Dixie farmer Daniel Gilmour was initially informed that for his almost five kilometres of plantations damaged or destroyed in the Terang/Cobden bushfire he could only claim replacement seedlings.
He didn't think that was a fair valuation for trees up to 100 years old and led him to pursue the issue.
"Replacing mature trees and plantations with 15cm seedlings is far from fair compensation," he said.
"That led me to go to the internet to try and find a better way to value trees and shelter.
"I found a tree valuation method through the Melbourne City Council and then tried to apply that in a rural landscape.
"When I put in a significant claim the lawyers recognised that our trees were far more valuable than they'd first estimated and worked with us to establish a more realistic claim for their loss.
"You can't simply value a seeding as the same as a 50, 60, 80 or 100-year-old tree."
It's accepted that dairy farm milk production can be down by as much as 40 per cent in extremely hot weather.
But, determining loss with cropping, sheep or beef farmers is far more difficult than checking the milk vat.

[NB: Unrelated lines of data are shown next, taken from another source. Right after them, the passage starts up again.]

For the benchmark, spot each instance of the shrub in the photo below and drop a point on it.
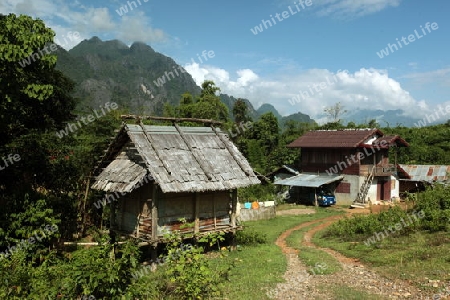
(250, 237)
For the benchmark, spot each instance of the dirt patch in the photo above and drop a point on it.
(301, 285)
(296, 211)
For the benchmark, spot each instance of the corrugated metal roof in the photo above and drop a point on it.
(193, 159)
(348, 138)
(429, 173)
(390, 140)
(308, 180)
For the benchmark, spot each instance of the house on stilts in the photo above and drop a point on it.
(157, 176)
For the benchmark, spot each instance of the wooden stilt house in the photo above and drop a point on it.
(154, 176)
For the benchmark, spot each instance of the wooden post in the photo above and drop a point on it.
(155, 212)
(112, 222)
(196, 213)
(233, 207)
(214, 211)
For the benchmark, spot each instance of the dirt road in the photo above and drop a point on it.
(301, 285)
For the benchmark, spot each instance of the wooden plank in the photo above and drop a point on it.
(154, 212)
(233, 208)
(196, 213)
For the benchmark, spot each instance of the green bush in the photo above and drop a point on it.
(185, 274)
(250, 237)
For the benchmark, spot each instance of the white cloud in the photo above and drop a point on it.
(352, 8)
(436, 76)
(315, 89)
(138, 28)
(87, 21)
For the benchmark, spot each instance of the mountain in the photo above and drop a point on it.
(386, 118)
(299, 117)
(265, 108)
(136, 77)
(230, 100)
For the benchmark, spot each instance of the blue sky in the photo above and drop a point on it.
(317, 55)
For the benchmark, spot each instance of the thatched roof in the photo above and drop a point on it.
(178, 159)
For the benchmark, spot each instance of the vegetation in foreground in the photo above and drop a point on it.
(419, 252)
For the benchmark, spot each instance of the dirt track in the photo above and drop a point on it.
(301, 285)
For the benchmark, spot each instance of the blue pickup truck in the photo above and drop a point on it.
(322, 196)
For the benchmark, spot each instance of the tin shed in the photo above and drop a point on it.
(157, 175)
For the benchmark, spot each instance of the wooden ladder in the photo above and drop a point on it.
(360, 200)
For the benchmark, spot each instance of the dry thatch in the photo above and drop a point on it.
(179, 159)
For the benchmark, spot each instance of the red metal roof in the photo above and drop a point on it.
(428, 173)
(347, 138)
(389, 140)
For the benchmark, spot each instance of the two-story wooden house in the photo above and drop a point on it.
(354, 163)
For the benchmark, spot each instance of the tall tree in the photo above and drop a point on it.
(35, 102)
(335, 112)
(240, 112)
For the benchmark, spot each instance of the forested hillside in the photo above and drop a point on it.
(51, 142)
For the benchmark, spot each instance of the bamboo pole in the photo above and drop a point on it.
(172, 119)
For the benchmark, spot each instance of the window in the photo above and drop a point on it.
(343, 187)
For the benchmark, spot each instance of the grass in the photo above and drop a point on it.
(417, 258)
(259, 268)
(344, 292)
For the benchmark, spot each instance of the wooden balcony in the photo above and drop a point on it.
(380, 170)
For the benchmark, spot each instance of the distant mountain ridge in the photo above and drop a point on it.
(143, 81)
(386, 118)
(136, 77)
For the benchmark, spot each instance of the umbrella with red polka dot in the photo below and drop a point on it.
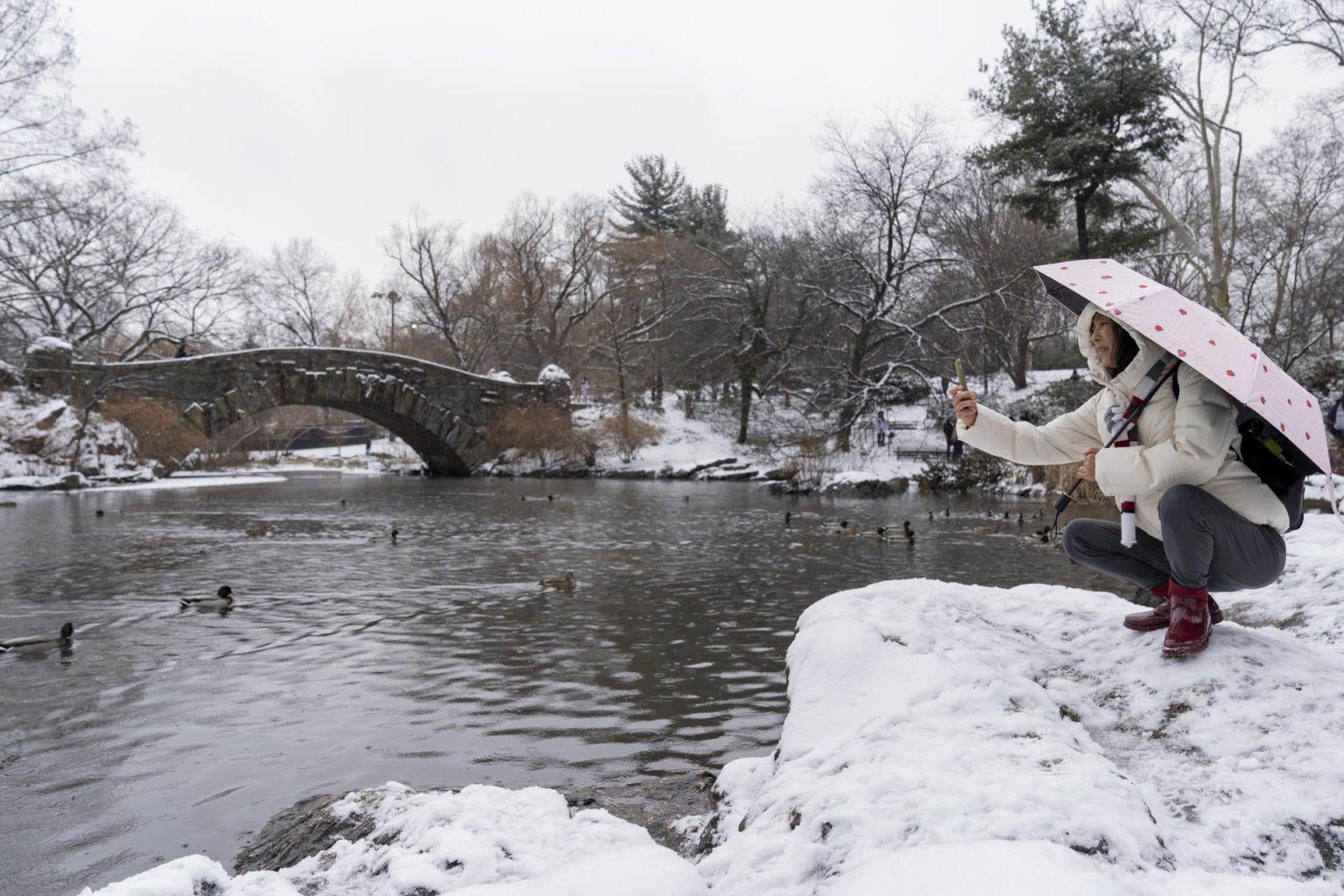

Mr Gilmour, a former farm economist with the Department Of Agriculture, said the loss of production was only part of any loss equation.
"The value of a tree is not just linked to production," he said.
"There's also livestock welfare and the amenity of trees over sheds - there has to be an economic value for trees and shelter.
"I'm not saying a feature tree in Melbourne's Botanic Gardens is worth the same as a tree in the middle of a Gilmour plantation at Dixie.
"But, there has to be a valuation based on factors including age, size, health, species and location, similar to what was done by the Melbourne City Council."
Mr Gilmour said he was a beef and sheep farmer today but he could be dairy farmer tomorrow.
"The value of my trees should not solely rely on the enterprise I'm running on my farm," he said.
Mr Gilmour said his no-cost insurers lawyers found an example where shelter had been replaced with sheds.
"I know farmers who have been distraught since the fires because they have not had shelter for their livestock in extreme of weather, if that's heat in summer or freezing cold in winter," he said.
"All I'm asking is that there be considering for the value of trees and shelter."
The Dixie farmer said he had now put in a claim for sheds to replace his plantations.
"And that only covers about 10 per cent of the shelter provided by the plantations," he said.
Ecklin dairy farmer Simon Craven said it took 10 years to grow trees to protect adult cattle.
"The simplest way I explain this issue is, would a Powercor worker sit at their desk in the middle of a paddock on a 40 degree day or on an eight degree day when the hail is coming down sideways?" he asked.
"This discussion should not be had in a court room, it should be fought and decided on a 40 degree day in the middle of a paddock."
Mr Craven said trees and shelter were generally an untested area of compensation.
"There's not many cases like this. Comfort and welfare of livestock is always a key issue for farmers," he said.
"Before we opened the gate into a bush block on those really hot days. Now, I've looked at putting in sheds, but there's issues with the initial costs and then the ongoing costs of cleaning, disinfectant and woodchips.
"Trees also add to the amenity of a farm.
"I honestly don't know what the answer is and no one can give me a straight answer," he said.